We love data science and cool data science projects. If you’re a applying for our free data science fellowship and looking to propose a data science project, here are four project ideas.
GitHub
GitHub is a great source of data on how engineers write code. A recent post found discrimination against Pull Requests submitted by women on GitHub, although perhaps that study could have been better. But there are lots of other ideas to pursue. We can easily learn an n-gram classifier on whether a line of code is a comment or not and search for commented out code. Are repos by academics more likely to have commented out code? Are they more likely to violate lint rules? Additionally, it would be interesting to analyze commits that are in response to bug fixes to predict in which lines of code bugs are more likely to occur.
Open Food
Ever what makes Mexican food unique or what’s distinctive about Polish cuisine?

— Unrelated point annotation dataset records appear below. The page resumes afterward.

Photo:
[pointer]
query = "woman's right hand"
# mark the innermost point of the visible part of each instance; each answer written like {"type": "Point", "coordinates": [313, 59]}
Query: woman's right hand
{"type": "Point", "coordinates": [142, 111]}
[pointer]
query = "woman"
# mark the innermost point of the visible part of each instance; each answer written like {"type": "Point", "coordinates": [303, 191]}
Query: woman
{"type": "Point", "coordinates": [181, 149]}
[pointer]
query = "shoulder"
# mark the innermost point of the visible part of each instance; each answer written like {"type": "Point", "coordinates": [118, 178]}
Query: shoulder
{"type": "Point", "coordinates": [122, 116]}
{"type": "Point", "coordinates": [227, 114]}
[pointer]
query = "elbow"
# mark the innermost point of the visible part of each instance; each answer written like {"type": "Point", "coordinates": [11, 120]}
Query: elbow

There are plenty of recipe websites (allrecipes.com, foodnetwork.com, chowhound.com) with ingredient lists. You could easily run PCA, K-Means, or your favorite clustering algorithm or a classifier on ethnically identified dishes. Can you combine this information to find an “Eastern European” Ingredients” eigenvector?
Open Drinks
If you’re interested in cocktails, drinksmixer.com’s ingredient lists are event hyperlinks and cross-referenced for you. You could easily use SVD or other recommendation engine techniques to find cocktails that are similar to the ones you already drink. Cocktails are suppose to have a balance of the five basic tastes. Drink Mixer actually gives you the nutritional information to break information down. Connoisseurs of beer know that BeerAdvocate.com has very in depth beer reviews, often containing thousands of reviews per beer. You can use NLP to find similar beers?
NYC Taxi Data:
There’s plenty of analysis of NYC Taxi Data but it’s often about optimizing fares or finding which street to hail a taxi on. But there’s a tonne of sociological data to be unlocked. Where do the Bridge and Tunnel Crowd go on Friday or Saturday Night? Where do theatre or symphony goers head home to after their performances? Where the bankers go to eat or sleep after work? Where do the consultants, who fly every Sunday evening and arrive back in town Thursday evening live? What are the most popular hotels amongst Amtrak travelers? What about flights? Where do tourists go after hitting up the MET museum or Statue of Liberty? Can you companies understand where their customers live?